Thursday, November 22, 2007

So Many Questions

I watched a video the other morning. I had been sent a link to it, and I didn't spend a lot of time figuring out what I was going to be looking at beforehand. It was disgusting and disturbing and the thought of it has lingered with me since.

It wasn't even the content of the video that bothered me. It was my reaction to it. Specifically, it was my lack of reaction. I watched it and thought "That's gross. Oh, now that's disgusting. And that,...well - that's horrifying." My brain actually thought those words, but I didn't really feel any of it.

I didn't feel disgust or horror. I didn't even feel particularly grossed out, and I know I should have. What I did feel was disappointment. I felt disappointed that two humans would perform such feats of such depravity, and I wondered what their motivation was. Money? Drugs? Kicks? The link has been passed around the whole world, I'm sure, and now there are many videos posted capturing people's reactions when they watch the video. You can watch recordings of strangers across the globe being horrified and disgusted. And we're all in the club now. We've all had those images uploaded into our brains where they'll be stored in whatever file folder manages crap that doesn't make us better as human beings. Let's high five one another and commiserate, "Man, how fucked up what that?!" I'm disappointed in the length that we have to go now to be shocked.

If I had a camera perched atop my monitor and it had recorded my reaction, it would make for a very boring video. My facial expression wouldn't have varied from what it's doing now. My face is at rest. It's my normal walking around face. It's a passive face. It's a disappointing face.

How in the world did I get to be so jaded? How is it that I'm not particularly shocked when I see images that are meant to shake me up? Why is it that seeing things like this, or reading stories of brutality and torture in the newspaper don't shock me? They don't surprise me. Strange enough, it's the tales of goodness and kindness that I come across that surprise me these days. What the hell is wrong with me?

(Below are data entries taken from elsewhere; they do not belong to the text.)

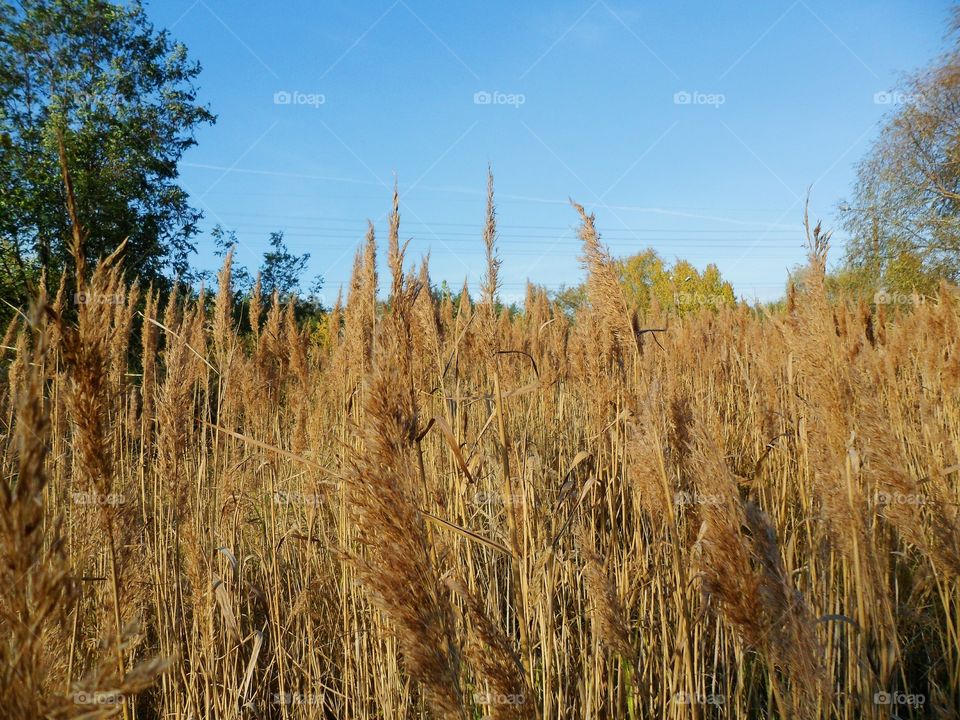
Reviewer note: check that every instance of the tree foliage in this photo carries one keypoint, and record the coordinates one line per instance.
(903, 221)
(122, 96)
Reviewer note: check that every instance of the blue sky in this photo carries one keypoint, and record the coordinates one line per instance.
(693, 127)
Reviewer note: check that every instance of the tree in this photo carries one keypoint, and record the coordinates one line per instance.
(281, 270)
(680, 287)
(122, 97)
(903, 221)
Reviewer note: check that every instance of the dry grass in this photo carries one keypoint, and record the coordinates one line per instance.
(431, 509)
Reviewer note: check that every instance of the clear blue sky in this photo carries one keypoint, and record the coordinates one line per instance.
(583, 104)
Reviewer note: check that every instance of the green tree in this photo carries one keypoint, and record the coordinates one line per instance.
(903, 219)
(121, 95)
(680, 287)
(281, 270)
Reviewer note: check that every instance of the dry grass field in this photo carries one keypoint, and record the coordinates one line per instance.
(429, 510)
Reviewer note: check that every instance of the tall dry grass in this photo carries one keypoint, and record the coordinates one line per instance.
(447, 509)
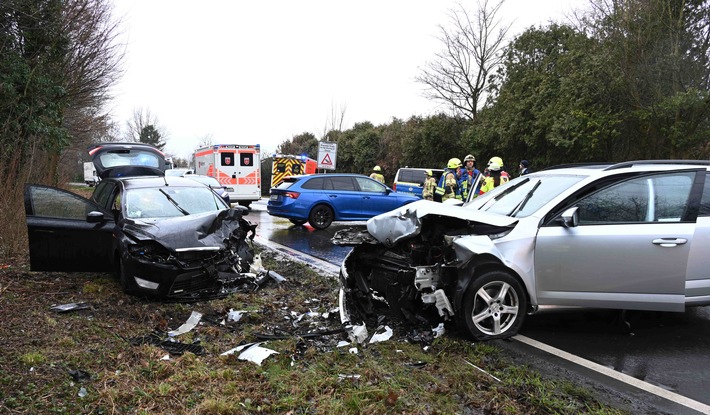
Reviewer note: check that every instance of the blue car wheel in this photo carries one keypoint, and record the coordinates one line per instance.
(321, 217)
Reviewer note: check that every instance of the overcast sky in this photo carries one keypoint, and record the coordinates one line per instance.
(260, 72)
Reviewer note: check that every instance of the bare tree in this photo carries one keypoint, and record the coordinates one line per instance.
(473, 48)
(141, 123)
(336, 120)
(205, 141)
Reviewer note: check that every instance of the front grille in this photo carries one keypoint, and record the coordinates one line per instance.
(191, 282)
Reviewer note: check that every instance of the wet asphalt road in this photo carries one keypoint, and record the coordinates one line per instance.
(668, 350)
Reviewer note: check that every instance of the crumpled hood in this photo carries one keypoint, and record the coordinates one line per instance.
(390, 227)
(187, 232)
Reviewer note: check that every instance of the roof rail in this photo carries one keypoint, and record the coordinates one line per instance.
(573, 165)
(651, 162)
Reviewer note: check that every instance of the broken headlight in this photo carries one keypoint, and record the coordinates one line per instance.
(150, 251)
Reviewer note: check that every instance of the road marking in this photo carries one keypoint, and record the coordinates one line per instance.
(327, 267)
(630, 380)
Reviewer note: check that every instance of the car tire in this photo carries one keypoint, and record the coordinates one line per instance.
(321, 217)
(494, 306)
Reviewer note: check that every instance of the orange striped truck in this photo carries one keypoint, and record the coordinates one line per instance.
(237, 166)
(286, 165)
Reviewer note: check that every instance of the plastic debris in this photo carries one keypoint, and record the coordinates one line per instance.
(439, 330)
(188, 325)
(63, 308)
(481, 370)
(357, 334)
(170, 345)
(79, 375)
(251, 352)
(235, 315)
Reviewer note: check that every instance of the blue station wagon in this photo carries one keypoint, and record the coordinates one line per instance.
(320, 199)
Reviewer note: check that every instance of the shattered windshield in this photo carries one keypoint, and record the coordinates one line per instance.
(171, 201)
(523, 196)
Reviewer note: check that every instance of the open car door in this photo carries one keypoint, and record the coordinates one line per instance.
(67, 232)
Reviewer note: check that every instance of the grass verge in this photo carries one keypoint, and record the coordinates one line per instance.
(84, 362)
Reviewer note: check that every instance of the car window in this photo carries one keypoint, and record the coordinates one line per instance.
(104, 191)
(411, 176)
(58, 204)
(315, 183)
(170, 202)
(130, 158)
(659, 198)
(344, 183)
(367, 185)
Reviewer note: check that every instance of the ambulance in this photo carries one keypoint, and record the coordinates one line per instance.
(289, 165)
(237, 166)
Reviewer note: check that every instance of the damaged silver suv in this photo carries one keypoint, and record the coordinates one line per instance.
(632, 235)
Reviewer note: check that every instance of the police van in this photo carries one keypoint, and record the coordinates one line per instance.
(411, 179)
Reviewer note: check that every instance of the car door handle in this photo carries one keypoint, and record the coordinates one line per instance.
(669, 242)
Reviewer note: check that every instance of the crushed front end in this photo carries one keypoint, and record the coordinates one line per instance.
(188, 260)
(415, 264)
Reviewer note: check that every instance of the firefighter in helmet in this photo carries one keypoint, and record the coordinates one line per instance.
(377, 174)
(448, 187)
(429, 186)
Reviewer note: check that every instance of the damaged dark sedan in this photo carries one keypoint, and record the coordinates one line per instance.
(165, 237)
(627, 236)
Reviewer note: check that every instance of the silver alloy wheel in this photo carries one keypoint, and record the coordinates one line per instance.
(495, 308)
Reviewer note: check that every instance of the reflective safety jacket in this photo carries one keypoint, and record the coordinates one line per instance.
(467, 180)
(448, 186)
(429, 188)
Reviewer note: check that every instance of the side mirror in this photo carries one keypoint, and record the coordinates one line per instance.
(94, 217)
(570, 217)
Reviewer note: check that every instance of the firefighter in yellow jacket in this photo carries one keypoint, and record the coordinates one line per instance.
(429, 186)
(448, 187)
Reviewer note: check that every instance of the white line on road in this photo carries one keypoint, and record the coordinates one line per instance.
(318, 263)
(630, 380)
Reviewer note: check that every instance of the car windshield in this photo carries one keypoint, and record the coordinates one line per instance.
(170, 202)
(130, 158)
(523, 196)
(177, 172)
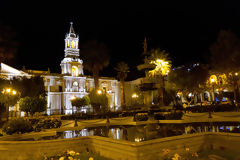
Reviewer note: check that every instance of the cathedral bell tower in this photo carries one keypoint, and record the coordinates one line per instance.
(71, 64)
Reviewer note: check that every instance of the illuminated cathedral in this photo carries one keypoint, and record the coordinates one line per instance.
(71, 83)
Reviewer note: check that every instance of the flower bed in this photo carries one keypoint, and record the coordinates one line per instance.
(72, 155)
(48, 124)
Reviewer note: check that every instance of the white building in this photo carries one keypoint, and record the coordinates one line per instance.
(71, 82)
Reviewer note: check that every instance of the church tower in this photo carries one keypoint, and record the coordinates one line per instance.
(71, 64)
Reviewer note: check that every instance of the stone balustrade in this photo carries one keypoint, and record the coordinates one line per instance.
(120, 150)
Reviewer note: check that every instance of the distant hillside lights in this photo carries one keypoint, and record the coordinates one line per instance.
(162, 67)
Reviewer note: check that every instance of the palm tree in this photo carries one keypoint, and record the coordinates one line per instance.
(95, 58)
(122, 69)
(159, 58)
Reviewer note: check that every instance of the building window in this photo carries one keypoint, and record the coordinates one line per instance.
(75, 84)
(74, 71)
(60, 88)
(73, 44)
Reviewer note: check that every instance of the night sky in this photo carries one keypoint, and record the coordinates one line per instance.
(185, 30)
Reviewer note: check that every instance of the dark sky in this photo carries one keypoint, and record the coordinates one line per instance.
(185, 30)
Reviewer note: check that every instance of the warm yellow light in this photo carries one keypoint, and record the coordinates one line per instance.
(73, 97)
(213, 79)
(14, 92)
(134, 95)
(8, 90)
(74, 71)
(99, 91)
(73, 44)
(68, 44)
(162, 67)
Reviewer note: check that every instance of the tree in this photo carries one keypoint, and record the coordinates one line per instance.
(95, 57)
(188, 79)
(80, 102)
(225, 55)
(8, 45)
(122, 69)
(32, 104)
(8, 96)
(31, 87)
(159, 58)
(98, 101)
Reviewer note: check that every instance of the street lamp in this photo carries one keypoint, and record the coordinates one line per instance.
(8, 92)
(99, 91)
(213, 80)
(236, 91)
(134, 97)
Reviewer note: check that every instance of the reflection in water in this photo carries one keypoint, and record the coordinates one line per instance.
(145, 132)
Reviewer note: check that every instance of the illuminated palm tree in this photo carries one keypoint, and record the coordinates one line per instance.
(95, 58)
(159, 58)
(122, 69)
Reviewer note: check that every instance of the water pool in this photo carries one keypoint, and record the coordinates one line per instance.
(140, 133)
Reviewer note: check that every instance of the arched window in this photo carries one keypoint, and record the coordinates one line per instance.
(73, 44)
(75, 71)
(75, 84)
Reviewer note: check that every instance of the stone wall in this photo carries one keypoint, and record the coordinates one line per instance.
(120, 150)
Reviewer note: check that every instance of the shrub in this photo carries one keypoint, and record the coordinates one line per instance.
(76, 155)
(17, 126)
(141, 117)
(174, 116)
(47, 124)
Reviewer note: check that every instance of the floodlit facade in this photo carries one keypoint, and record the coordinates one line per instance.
(72, 82)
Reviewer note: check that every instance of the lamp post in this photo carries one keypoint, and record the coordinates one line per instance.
(134, 97)
(212, 80)
(8, 92)
(236, 91)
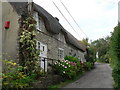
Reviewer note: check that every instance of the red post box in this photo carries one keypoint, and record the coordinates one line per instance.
(7, 24)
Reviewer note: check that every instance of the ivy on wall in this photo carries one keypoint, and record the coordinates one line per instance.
(29, 55)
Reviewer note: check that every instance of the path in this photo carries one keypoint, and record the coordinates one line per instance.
(100, 77)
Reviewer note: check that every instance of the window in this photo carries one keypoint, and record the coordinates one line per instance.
(61, 53)
(38, 20)
(38, 45)
(60, 37)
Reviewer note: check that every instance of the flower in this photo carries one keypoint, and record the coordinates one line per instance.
(14, 64)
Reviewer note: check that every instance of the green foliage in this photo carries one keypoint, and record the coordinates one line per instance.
(15, 77)
(101, 46)
(116, 76)
(29, 55)
(115, 55)
(88, 66)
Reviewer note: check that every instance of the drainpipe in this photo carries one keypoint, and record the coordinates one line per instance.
(30, 6)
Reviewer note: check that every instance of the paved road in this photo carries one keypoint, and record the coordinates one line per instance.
(100, 77)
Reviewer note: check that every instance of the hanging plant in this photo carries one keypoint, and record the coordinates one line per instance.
(29, 55)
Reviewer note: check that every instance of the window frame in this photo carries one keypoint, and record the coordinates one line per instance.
(60, 53)
(38, 21)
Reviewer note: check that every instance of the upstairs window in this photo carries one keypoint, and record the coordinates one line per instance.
(61, 53)
(61, 37)
(38, 20)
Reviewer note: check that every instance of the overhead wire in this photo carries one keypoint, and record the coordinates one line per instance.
(73, 18)
(66, 19)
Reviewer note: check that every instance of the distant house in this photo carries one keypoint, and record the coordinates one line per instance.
(52, 39)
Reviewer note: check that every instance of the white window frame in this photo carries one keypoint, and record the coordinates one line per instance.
(38, 46)
(38, 20)
(60, 53)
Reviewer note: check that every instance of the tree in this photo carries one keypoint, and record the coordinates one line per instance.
(115, 55)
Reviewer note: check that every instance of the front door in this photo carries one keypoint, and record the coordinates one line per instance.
(43, 55)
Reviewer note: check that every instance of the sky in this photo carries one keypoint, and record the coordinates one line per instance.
(96, 18)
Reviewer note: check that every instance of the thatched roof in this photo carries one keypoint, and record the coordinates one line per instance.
(51, 23)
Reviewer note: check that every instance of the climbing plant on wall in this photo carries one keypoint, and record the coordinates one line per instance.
(29, 55)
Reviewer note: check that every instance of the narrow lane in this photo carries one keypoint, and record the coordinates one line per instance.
(100, 77)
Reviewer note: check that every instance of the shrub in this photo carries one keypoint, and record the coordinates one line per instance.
(15, 77)
(115, 55)
(65, 68)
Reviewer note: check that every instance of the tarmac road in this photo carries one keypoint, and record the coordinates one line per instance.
(100, 77)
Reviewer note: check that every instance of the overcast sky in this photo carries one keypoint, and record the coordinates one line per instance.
(96, 18)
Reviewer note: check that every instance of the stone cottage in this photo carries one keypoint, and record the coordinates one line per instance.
(52, 39)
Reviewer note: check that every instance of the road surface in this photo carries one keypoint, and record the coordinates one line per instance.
(100, 77)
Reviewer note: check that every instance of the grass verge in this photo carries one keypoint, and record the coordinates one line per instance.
(62, 84)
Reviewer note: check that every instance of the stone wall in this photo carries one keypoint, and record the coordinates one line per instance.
(53, 44)
(9, 36)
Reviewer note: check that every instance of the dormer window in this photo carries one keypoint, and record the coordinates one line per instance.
(38, 20)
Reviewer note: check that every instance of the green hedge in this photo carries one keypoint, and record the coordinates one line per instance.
(115, 56)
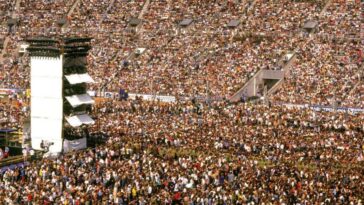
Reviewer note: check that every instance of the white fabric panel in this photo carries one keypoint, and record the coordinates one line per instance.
(76, 100)
(46, 129)
(79, 78)
(46, 102)
(50, 108)
(69, 145)
(50, 87)
(46, 67)
(79, 120)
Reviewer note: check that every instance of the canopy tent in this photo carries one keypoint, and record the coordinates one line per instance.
(77, 100)
(79, 78)
(78, 120)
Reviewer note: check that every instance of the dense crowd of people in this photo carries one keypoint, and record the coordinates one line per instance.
(188, 153)
(206, 57)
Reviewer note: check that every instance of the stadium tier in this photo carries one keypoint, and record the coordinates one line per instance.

There was a time, quite a number of years ago, where I was involved in a movement that I felt passionate about. I worked in AIDS education and it felt imperative for me to share my experiences with people. I felt inspired to do something. I got involved and I got vocal. I remember writing an article once that was about a page longer than it should have been, and how I fought and refused to have it edited down because I meant every word of it with such conviction. I had a fire inside me.

But somehow it started to rain in me. A slow drizzle that's taken years to dull the fire, and I guess maybe that flame was extinguished some time ago. Now the rains starting to rot my faith and optimism as well. Some days I wonder what it is I believe in, and I really struggle to come up with an answer.

I guess it was about a couple of years ago I happened upon a video of someone being beheaded. They cut the man's head off from behind and it only took a few seconds. The body fell to one side, and the head was tossed onto the ground where it landed upright just a couple feet away from the neck it had just been resting upon. The man's face looked pretty much as terrified as it had when it was still attached. As I recall, in my apartment in front of the screen I had my passive face on. I watched that video and didn't turn away and I don't think I reacted at all on the outside. Inside, though, I felt a hitch in my chest. It was, I think, the feeling of my heart breaking a little more.

Fast forward to a couple days ago when I watched the screen and felt nothing. I might be a zombie now. I might require some guys with paddles to come and zap some life into my heart.

Is it because I'm watching thing on a screen instead of witnessing them first hand that I'm emotionally flat lining? I hesitate to even ponder the question, lest the universe throw me into a situation where I'm provided an answer. "You wonder if trauma is more traumatic in real life? Here, Jelly - check THIS out!" In general, though, what good are all the images and sensory abundances our brave new world provides doing for us? Is the shrinking of our world, as knowledge becomes so über accessible, benefiting us humans? I've got to find a way back to caring.

Or, now that my heart's dead, is my brain the next to implode?